= Bosniak-Serb Alliance =

Political party in the Sandžak region of Serbia

The Bosniak-Serb Alliance (Бошњачко-српски савез; abbr. БОСС / BOSS) is a political party in the Sandžak region of Serbia, established in October 2022. Its leader is Samir Tandir, who was a leading figure in Muamer Zukorlić's political movement for several years and served in the National Assembly of Serbia from 2020 to 2022 as a member of the Justice and Reconciliation Party (Stranka pravde i pomirenja, SPP).

==History==
Samir Tandir was a member of the SPP and its antecedent parties between 2010 and 2022 and was a prominent ally of Chief Mufti Muamer Zukorlić. When the latter figure died in November 2021, control of the SPP passed to his son, Usame Zukorlić. Tandir had a poor relationship with the party's new leadership and did not seek re-election to the national assembly in 2022. He resigned from the party after the election, accusing it of carrying out "North Korea-style purges" of dissident voices and moving away from its original purpose.

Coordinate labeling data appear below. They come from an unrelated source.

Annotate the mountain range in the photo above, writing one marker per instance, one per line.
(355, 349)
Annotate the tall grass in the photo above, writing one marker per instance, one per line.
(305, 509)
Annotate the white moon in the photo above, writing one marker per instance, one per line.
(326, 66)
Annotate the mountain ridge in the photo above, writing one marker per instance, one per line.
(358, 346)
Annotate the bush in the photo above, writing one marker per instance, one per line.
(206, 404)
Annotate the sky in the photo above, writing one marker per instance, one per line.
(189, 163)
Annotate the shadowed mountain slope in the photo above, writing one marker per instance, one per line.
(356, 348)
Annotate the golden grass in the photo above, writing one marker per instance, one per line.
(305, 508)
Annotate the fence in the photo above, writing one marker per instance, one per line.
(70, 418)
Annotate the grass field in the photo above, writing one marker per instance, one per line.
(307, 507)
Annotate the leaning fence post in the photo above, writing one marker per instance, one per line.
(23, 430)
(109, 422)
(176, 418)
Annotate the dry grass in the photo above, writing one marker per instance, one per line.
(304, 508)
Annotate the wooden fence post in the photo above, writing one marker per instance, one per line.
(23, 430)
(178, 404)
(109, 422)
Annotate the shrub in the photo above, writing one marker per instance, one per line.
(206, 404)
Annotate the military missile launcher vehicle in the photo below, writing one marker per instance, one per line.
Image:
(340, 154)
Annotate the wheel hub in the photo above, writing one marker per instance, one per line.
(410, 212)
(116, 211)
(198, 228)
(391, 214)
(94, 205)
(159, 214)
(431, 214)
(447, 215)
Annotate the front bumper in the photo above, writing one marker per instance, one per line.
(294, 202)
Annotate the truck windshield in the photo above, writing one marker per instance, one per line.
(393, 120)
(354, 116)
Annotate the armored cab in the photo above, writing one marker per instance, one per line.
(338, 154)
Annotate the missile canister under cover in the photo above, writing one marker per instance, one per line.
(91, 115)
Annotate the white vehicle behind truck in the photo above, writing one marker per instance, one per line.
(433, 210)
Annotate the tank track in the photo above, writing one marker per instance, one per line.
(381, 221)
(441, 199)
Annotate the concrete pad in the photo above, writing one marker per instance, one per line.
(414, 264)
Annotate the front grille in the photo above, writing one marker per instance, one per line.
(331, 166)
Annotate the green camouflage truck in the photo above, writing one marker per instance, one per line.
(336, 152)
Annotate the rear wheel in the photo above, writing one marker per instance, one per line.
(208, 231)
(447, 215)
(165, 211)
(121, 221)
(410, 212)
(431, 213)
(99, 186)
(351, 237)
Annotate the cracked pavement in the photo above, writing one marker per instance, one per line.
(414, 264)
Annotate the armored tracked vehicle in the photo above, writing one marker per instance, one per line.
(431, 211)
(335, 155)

In leaving the SPP, Tandir indicated that he would establish a new political party called the Bosniak-Serb Alliance. The party was officially launched in October 2022, with Tandir chosen as president of its initiative committee.

An electoral list aligned with the party contested the 2022 elections for the Bosniak National Council. The list bearer was Admir Muratović, an independent member of the Novi Pazar city assembly.